L’écotourisme est en vogue : en progression de 20% tous les ans, il attire de plus en plus de voyageurs. Un chiffre qui révèle l’intérêt grandissant de l’homme pour la nature et ses écosystèmes. Quand on sait que ce type de tourisme représente la principale source de financement pour les parcs nationaux et organismes de conservation de la biodiversité, on mesure également son impact potentiel sur la préservation des espèces. Une question demeure : entre les bienfaits économiques de l’écotourisme et son impact induit sur l’environnement (infrastructures, hôtels, transports… qui empiètent sur les espaces naturels), de quel côté penche la balance ?

Globalement positif

Les scientifiques australiens ont concentré leur étude sur :
– 9 espèces menacées,
– réparties sur les 5 continents,
– et soumises à différentes formes et intensité d’écotourisme.
Résultat : pour 8 espèces sur 9, l’impact de l’écotourisme est globalement positif et a permis de maintenir les populations, d’enrayer la perte ou d’éviter l’extinction des espèces.

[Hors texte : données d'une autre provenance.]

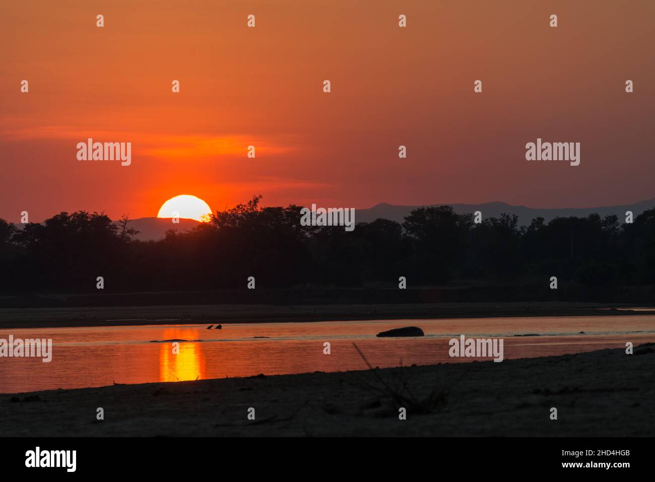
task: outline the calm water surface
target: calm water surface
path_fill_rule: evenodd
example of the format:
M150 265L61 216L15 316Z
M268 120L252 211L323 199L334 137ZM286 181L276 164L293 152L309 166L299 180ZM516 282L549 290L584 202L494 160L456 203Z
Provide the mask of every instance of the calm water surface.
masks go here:
M375 336L409 325L421 327L426 336ZM353 343L380 367L471 362L475 359L448 356L448 341L462 334L504 339L506 359L655 342L652 316L229 324L221 330L206 326L0 329L0 338L52 339L53 344L50 363L0 358L0 392L364 369ZM540 336L514 336L535 333ZM177 355L171 343L151 341L175 339L189 341L179 342ZM326 341L331 344L330 355L323 354Z

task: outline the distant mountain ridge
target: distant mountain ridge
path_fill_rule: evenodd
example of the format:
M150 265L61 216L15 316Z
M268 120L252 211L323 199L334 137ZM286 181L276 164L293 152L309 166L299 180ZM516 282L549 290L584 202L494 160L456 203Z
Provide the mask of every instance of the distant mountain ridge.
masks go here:
M480 211L483 219L485 217L498 217L502 213L515 214L519 217L519 225L529 225L535 217L543 217L548 223L555 217L569 217L576 216L585 217L594 213L601 216L609 214L616 214L619 221L624 221L626 212L632 211L636 217L644 211L655 208L655 198L645 201L639 201L633 204L621 206L601 206L597 208L527 208L525 206L512 206L505 202L495 201L485 202L482 204L428 204L427 206L450 206L458 214L472 213ZM378 218L390 219L398 223L402 223L405 216L413 210L421 208L421 206L396 206L386 202L381 202L372 208L355 210L355 221L356 223L370 223ZM179 223L174 223L171 219L159 217L140 217L130 219L128 226L139 231L136 238L142 241L149 241L163 238L166 231L172 229L176 231L185 231L193 229L198 225L198 221L194 219L181 219ZM19 229L22 225L16 225Z

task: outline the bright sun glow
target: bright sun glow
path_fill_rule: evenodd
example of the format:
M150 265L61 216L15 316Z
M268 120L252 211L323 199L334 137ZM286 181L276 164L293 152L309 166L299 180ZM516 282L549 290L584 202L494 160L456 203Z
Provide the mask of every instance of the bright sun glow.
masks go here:
M181 195L171 198L162 204L157 217L181 217L206 222L210 220L212 208L200 198Z

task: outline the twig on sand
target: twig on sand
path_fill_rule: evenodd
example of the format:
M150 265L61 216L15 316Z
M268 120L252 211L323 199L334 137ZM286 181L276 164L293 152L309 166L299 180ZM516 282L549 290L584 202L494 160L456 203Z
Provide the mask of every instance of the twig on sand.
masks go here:
M402 362L401 366L399 367L400 371L391 372L392 384L388 383L380 376L378 371L369 363L366 356L357 344L353 343L352 345L379 384L369 383L360 379L358 380L360 386L365 390L377 392L394 410L404 407L407 410L417 413L432 413L440 411L445 407L447 399L447 392L445 389L433 388L426 397L419 399L409 389L408 380L404 377Z

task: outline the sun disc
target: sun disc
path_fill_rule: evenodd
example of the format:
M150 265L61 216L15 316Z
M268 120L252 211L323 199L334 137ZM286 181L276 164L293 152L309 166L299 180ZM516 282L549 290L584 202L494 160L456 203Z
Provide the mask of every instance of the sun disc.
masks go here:
M209 221L212 208L200 198L190 195L181 195L171 198L162 204L157 217L181 217L200 222Z

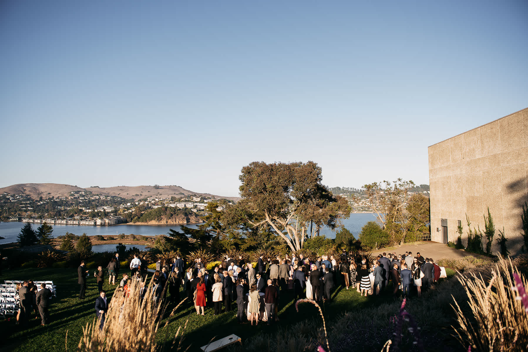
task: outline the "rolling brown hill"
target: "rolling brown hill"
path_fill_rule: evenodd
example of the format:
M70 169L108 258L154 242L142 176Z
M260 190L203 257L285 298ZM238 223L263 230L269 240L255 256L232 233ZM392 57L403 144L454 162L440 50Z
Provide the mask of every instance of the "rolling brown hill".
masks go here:
M72 192L88 191L93 194L105 194L117 196L123 198L132 198L135 200L148 197L165 198L174 196L179 198L183 196L196 195L205 197L214 197L217 198L225 198L237 201L239 197L224 197L209 193L199 193L179 186L161 186L157 189L153 186L120 186L117 187L89 187L81 188L77 186L56 183L24 183L12 185L0 188L0 193L7 192L12 194L26 194L33 199L37 199L41 196L45 199L52 196L66 196Z

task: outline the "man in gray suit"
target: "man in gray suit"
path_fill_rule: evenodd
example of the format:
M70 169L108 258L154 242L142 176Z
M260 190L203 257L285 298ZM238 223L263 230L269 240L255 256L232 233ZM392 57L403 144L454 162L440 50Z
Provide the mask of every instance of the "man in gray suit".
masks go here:
M271 266L269 267L269 278L271 280L279 278L279 261L276 259L274 260Z
M257 283L257 281L255 279L255 269L253 268L253 265L251 265L251 263L246 264L246 267L247 268L246 273L248 275L248 283L249 287L251 287L253 283Z
M279 267L279 280L281 290L285 290L288 288L288 279L289 277L290 266L286 264L286 261L283 260L282 264Z
M51 291L46 288L46 284L41 283L40 291L36 294L36 305L39 307L39 312L40 313L42 320L40 325L42 326L48 324L50 319L50 313L48 308L50 306L51 296Z

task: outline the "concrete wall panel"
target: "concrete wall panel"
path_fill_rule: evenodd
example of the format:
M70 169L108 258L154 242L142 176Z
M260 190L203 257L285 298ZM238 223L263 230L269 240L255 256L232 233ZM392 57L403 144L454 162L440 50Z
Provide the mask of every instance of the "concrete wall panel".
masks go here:
M508 151L524 146L522 114L514 113L499 120L501 151Z
M493 155L501 152L499 123L495 121L485 125L480 130L480 150L482 156Z
M464 157L473 160L480 157L480 130L478 128L468 131L464 136Z
M458 236L457 220L465 234L466 214L472 229L484 231L489 206L496 230L504 226L510 252L519 253L521 204L528 202L528 108L431 146L428 151L432 240L442 241L436 231L441 218L448 219L449 241ZM494 243L492 250L498 249Z

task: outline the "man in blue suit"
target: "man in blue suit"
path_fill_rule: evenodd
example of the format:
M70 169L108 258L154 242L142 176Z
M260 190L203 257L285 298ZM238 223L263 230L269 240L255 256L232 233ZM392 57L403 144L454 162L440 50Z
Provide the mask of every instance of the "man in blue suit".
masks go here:
M403 289L403 296L408 297L411 291L411 284L412 283L412 272L407 269L407 264L404 264L401 269L400 276L401 278L401 284Z
M182 273L182 274L185 273L185 270L183 268L183 259L180 258L180 254L177 254L176 255L176 260L174 261L174 265L173 265L172 271L174 271L174 267L177 267L178 270L180 270L180 272Z
M106 292L102 290L99 292L99 297L96 299L96 315L97 316L97 319L101 318L101 330L102 330L102 326L105 325L105 318L108 311L109 303L110 300L107 300L106 298Z

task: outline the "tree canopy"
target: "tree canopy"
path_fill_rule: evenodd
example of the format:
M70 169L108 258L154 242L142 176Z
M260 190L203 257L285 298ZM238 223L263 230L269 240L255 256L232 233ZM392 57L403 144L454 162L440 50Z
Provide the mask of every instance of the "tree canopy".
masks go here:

Le seul bilan négatif est pour le lion de mer de Nouvelle-Zélande dont la population est déjà en chute de 45%. L’animal est confronté à une forte mortalité infantile, du fait de l’épuisement des stocks de poisson. Ce phénomène est aggravé par la présence humaine qui perturbe la relation entre la mère et son petit.  Avec un écotourisme intense, les scientifiques prévoient la disparition totale de l’espèce. « Il n’y a pas de modèle universel, prévient Ralph Buckley, l’un des auteurs de l’étude, tout dépend de l’espèce et du niveau d’intensité d’écotourisme ».
Ce qui est universel, par contre, c’est l’intérêt économique. C’est pourquoi l’étude insiste sur la nécessité d’impliquer les populations locales : quand un animal vivant, vaut plus qu’un animal mort, c’est là que la donne change.

Alors, vous partez où pour vos prochaines vacances ?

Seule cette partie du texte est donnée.